In ROT, artists combine video, sound, performance and multimedia poetry to revisit the Abstract Expressionists, Vienna Actionists, post-minimalist artists, and feminist performance artists. Proximity to SAM’s 
Big Picture: Art After 1945 exhibition raises the question: are ROT artists composting the canon, or are these works a surgical redirection of art history?

Indira Allegra (Oakland)Kerry Downey (NYC)C. Davida Ingram (Seattle)On A Clear Day (NYC)Catherine Telford-Keogh (Toronto)tzuriel (San Diego and Seattle)Urban Death Project (Seattle)

Read My Lips

Image: Kerry Downey, Nothing but net, 2016, still from single channel video, time: 14:36

Read My Lips
Loren Britton and Kerry Downey
Curated by Ashton Cooper

Opening Reception: November 5, 2016, 6-9pm
Oct 28-Dec 18, 2016
Knockdown Center

Read My Lips brings together recent paintings and sculpture made by Loren Britton and video and prints by Kerry Downey. Although working in different media, both artists tangle with representing marginalized bodies, problems of language, and the complexity of subject formation in a binary world.
Downey’s textured monotypes (printed with Marina Ancona/10 Grand Press), hang alongside Britton’s anthropomorphic plush sculpture and large four-by-five foot paintings, which sit on blocks. Downey’s projected video piece is paired with several more of Britton’s sculptures — these made to be used as seating.
Both series of work are grounded in a consideration of embodiment. The exhibition title takes the mouth specifically as a site from which to examine some of the central issues of this show: It is a source of language, an entrance to the interior, and a site of desire.

These artists also explore a politic of non-visibility through languages of abstraction. Refusing visibility is an important tenet of the constellation of art practices that have been termed Queer Abstraction, a moniker not without its own limitations.  While many queer and feminist artists — Harmony Hammond, Louise Fishman, Joan Snyder, to name just a few — have worked in abstraction since the 1970s, a new generation of queer, genderqueer, and transgender artists are taking up the style to deal with issues of gender, and in this case, to talk about the body without explicitly signifying it.  In his recent research, art historian David J. Getsy has asked, “What happens when the body is invoked but not imaged?”
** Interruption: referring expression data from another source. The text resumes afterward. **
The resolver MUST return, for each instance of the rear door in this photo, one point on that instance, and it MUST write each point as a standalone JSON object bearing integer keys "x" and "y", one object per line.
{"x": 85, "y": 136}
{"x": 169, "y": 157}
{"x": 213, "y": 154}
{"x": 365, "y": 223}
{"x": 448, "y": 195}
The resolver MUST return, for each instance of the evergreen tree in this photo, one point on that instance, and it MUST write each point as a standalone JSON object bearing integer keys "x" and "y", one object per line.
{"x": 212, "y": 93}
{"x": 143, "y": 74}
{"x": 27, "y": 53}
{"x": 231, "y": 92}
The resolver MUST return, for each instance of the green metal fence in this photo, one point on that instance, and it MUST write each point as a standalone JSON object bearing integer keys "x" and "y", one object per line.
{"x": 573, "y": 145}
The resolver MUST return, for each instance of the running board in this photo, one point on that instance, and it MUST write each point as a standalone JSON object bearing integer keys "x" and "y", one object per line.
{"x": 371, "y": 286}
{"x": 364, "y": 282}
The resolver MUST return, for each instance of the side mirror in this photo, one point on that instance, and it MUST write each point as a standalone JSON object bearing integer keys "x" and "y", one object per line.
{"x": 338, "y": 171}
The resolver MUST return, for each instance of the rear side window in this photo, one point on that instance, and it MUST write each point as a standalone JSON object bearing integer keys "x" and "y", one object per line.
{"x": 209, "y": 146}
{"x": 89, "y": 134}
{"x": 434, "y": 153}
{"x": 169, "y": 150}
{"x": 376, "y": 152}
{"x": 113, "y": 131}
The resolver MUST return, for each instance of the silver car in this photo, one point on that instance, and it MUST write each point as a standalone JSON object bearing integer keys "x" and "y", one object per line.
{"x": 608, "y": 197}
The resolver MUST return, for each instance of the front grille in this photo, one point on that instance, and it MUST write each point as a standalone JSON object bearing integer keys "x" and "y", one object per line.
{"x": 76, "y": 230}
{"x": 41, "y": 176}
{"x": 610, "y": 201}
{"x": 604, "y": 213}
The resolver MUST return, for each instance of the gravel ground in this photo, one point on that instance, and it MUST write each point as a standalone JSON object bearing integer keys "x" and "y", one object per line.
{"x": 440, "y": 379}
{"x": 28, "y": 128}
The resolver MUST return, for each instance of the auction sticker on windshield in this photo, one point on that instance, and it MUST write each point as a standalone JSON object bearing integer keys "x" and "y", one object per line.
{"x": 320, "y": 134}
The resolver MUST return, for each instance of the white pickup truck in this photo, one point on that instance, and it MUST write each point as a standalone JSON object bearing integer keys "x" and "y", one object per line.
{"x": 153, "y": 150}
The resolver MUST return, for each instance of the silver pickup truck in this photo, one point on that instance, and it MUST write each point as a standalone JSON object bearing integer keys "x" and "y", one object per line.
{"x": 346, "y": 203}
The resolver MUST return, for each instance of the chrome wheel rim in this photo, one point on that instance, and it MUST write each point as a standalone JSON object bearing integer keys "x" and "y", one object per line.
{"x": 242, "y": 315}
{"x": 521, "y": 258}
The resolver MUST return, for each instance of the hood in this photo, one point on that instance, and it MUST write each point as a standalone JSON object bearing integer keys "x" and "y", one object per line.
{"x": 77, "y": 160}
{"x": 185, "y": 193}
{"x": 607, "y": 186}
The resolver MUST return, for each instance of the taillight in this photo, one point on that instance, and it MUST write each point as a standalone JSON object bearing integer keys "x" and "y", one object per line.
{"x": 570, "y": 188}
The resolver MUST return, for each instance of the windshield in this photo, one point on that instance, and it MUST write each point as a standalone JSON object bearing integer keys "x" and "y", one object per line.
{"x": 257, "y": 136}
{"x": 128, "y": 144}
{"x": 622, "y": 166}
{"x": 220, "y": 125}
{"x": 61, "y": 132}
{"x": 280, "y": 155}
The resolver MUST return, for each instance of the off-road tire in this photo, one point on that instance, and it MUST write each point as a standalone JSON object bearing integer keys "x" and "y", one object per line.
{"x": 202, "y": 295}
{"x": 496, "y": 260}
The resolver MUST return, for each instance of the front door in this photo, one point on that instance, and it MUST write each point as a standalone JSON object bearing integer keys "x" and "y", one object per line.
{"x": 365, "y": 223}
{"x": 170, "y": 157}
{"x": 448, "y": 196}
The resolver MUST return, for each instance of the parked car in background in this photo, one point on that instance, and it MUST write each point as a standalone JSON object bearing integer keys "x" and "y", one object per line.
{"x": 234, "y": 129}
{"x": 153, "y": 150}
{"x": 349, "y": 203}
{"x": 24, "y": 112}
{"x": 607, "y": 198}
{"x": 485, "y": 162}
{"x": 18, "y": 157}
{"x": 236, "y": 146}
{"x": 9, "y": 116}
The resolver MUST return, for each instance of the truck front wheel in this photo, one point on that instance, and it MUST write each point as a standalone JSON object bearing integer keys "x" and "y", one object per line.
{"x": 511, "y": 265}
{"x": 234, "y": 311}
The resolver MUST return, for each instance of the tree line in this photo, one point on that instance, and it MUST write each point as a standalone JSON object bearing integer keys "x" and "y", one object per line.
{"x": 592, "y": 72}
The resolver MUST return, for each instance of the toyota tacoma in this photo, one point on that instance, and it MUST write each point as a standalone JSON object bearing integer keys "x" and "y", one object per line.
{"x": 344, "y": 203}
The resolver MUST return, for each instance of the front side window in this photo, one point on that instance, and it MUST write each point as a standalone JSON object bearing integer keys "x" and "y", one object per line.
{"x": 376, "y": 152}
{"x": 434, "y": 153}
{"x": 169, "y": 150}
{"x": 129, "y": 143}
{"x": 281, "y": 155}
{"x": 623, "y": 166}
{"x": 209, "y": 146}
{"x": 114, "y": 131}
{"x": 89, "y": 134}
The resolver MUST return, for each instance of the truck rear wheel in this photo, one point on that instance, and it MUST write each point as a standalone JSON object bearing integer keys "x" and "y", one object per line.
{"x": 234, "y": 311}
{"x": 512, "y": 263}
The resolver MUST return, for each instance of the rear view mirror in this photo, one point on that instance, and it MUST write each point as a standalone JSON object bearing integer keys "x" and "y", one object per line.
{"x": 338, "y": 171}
In such a mode of image-making, abstract art exceeds binary constraint; the body is posited as a catalog of sensory experiences and a place of flux. In Britton and Downey’s hands, abstraction becomes a space of infinite possibility where multiplicity is the principal feature. The work plunges us into indeterminacy and makes us step outside of prevailing modes of understanding selfhood and language. There is no finality, no fixed meaning, no stability.

Read My Lips is presented with the generous support of the Foundation for Contemporary Arts Emergency Grant.